I had some problems connecting from the browser to the flow server, so I thought it would be worth the while to share my learnings :wink:

I have the flow server on a Ubuntu Server guest system in a (VirtualBox) Virtual Machine on a Windows host system. That means I do not use a browser directly on the server running neos flow, but need to connect from the outer host system.

Just following the simple setup and neos skeleton instructions (https://github.com/code-q-web-factory/Neos-Skeleton/blob/master/docs/GETTING_STARTED.md#steps-to-get-started) I was not able to connect from the browser to the neos flow server.

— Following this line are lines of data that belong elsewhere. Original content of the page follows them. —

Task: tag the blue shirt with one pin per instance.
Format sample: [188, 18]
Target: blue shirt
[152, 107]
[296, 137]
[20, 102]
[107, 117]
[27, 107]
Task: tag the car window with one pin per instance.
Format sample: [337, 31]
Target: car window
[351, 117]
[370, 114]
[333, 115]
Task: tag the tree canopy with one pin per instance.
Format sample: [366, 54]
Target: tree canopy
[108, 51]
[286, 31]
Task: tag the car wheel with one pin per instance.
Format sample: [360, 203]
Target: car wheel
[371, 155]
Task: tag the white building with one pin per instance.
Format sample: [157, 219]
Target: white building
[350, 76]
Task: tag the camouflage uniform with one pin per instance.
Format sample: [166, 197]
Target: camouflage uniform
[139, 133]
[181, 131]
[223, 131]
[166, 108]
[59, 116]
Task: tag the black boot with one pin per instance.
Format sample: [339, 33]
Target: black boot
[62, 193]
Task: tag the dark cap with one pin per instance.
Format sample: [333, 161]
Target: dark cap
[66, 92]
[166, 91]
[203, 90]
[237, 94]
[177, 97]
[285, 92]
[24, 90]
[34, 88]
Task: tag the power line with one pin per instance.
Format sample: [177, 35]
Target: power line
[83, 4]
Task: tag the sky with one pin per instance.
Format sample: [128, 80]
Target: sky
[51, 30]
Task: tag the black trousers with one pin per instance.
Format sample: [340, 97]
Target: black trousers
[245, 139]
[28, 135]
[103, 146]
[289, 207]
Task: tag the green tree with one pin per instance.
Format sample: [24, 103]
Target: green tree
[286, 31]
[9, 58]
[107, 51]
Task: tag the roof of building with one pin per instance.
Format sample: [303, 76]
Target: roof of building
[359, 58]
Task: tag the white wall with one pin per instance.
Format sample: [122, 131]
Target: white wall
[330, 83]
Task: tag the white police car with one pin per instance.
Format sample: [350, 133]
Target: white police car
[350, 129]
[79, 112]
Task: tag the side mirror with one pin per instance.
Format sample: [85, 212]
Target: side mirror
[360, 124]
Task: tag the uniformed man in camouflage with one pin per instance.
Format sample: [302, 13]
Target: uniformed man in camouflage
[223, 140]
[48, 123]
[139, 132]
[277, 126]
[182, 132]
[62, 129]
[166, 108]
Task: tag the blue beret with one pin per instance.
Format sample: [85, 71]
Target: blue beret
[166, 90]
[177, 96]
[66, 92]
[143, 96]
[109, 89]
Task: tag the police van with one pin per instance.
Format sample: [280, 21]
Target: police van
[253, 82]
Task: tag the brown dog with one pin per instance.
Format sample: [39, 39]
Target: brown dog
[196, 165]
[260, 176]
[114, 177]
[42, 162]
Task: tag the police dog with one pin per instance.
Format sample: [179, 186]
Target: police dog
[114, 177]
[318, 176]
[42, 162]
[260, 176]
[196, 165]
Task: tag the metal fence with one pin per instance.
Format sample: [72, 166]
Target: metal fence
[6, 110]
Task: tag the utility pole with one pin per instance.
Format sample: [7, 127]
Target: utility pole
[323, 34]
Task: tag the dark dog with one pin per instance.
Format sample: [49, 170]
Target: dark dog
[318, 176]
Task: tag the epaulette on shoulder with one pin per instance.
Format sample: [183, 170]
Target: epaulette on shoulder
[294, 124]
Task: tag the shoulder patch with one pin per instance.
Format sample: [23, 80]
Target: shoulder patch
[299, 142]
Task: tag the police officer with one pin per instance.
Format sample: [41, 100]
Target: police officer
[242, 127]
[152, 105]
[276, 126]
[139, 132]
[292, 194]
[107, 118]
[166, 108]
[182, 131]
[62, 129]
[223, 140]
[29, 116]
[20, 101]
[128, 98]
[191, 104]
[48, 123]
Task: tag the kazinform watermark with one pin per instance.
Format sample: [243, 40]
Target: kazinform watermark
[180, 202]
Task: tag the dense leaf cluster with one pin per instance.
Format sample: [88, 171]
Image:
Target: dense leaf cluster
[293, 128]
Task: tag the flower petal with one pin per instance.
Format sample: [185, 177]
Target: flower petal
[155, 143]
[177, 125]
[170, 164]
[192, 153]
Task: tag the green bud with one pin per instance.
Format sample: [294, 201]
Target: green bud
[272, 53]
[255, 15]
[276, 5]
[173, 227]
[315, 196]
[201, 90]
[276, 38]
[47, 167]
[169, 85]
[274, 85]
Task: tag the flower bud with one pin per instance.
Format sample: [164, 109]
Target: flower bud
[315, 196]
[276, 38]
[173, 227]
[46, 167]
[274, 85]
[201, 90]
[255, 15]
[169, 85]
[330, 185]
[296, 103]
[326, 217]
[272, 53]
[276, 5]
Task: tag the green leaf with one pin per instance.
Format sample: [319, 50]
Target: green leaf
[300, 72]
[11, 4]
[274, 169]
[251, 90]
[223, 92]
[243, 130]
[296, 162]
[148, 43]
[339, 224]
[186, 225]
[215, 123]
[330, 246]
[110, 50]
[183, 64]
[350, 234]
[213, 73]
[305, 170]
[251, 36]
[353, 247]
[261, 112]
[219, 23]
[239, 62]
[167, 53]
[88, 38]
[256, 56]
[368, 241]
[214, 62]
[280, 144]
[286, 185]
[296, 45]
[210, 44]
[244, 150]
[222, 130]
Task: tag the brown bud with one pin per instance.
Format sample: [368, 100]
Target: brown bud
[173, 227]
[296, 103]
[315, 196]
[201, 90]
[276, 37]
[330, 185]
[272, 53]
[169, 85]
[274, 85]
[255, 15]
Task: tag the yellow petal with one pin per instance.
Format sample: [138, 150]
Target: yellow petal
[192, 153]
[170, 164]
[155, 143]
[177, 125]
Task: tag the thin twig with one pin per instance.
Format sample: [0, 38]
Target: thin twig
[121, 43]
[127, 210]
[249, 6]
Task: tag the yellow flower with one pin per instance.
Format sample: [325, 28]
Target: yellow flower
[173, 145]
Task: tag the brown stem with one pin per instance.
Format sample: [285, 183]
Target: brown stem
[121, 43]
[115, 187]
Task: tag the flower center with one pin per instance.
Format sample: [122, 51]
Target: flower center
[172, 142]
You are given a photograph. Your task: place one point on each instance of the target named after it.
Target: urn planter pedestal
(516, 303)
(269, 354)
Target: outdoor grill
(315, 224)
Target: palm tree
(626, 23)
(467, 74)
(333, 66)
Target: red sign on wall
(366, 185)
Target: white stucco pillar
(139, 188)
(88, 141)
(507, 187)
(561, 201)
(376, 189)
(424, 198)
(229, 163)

Two steps were missing in my case…

First I had to open up the firewall on the server to allow the neos flow server port by

sudo ufw allow 8081/tcp
sudo ufw reload

and second I had to start the flow server with explicit server parameters since the default 127.0.0.1 is only locally accessible on the server itself:

./flow server:run --host 0.0.0.0 --port 8081

With the IP 0.0.0.0 the flow server listens to incoming traffic on port 8081 from internal and external IPs (in contrast to only the internal 127.0.0.1).

After that I was able to call the setup in the browser of the Windows host system with http://127.0.0.1:50081/setup (if the VM network is in NAT mode with port forwarding 50081 → 8081) or http://192.168.1.123:8081/setup (if the VM network is in bridged mode using the current IP of the ubuntu VM client system).

This info would be a helpful addition to the simple setup and neos skeleton instructions :wink:

This configuration is necessary only in the context of hosting not locally but on a separate machine … a VM in your case, so the additional instructions would make more sense in the readme of the Ubuntu+Flow image.

If that doesn’t exist yet, I’d like to encourage you to create and publish it on GitHub. :slight_smile:

Tipp: if you add the entry
192.168.1.123 your-flow-app-domain
to the hosts file, you’ll be able to register that domain in the flow app / a vhost and also use it in the browser, instead of the IP.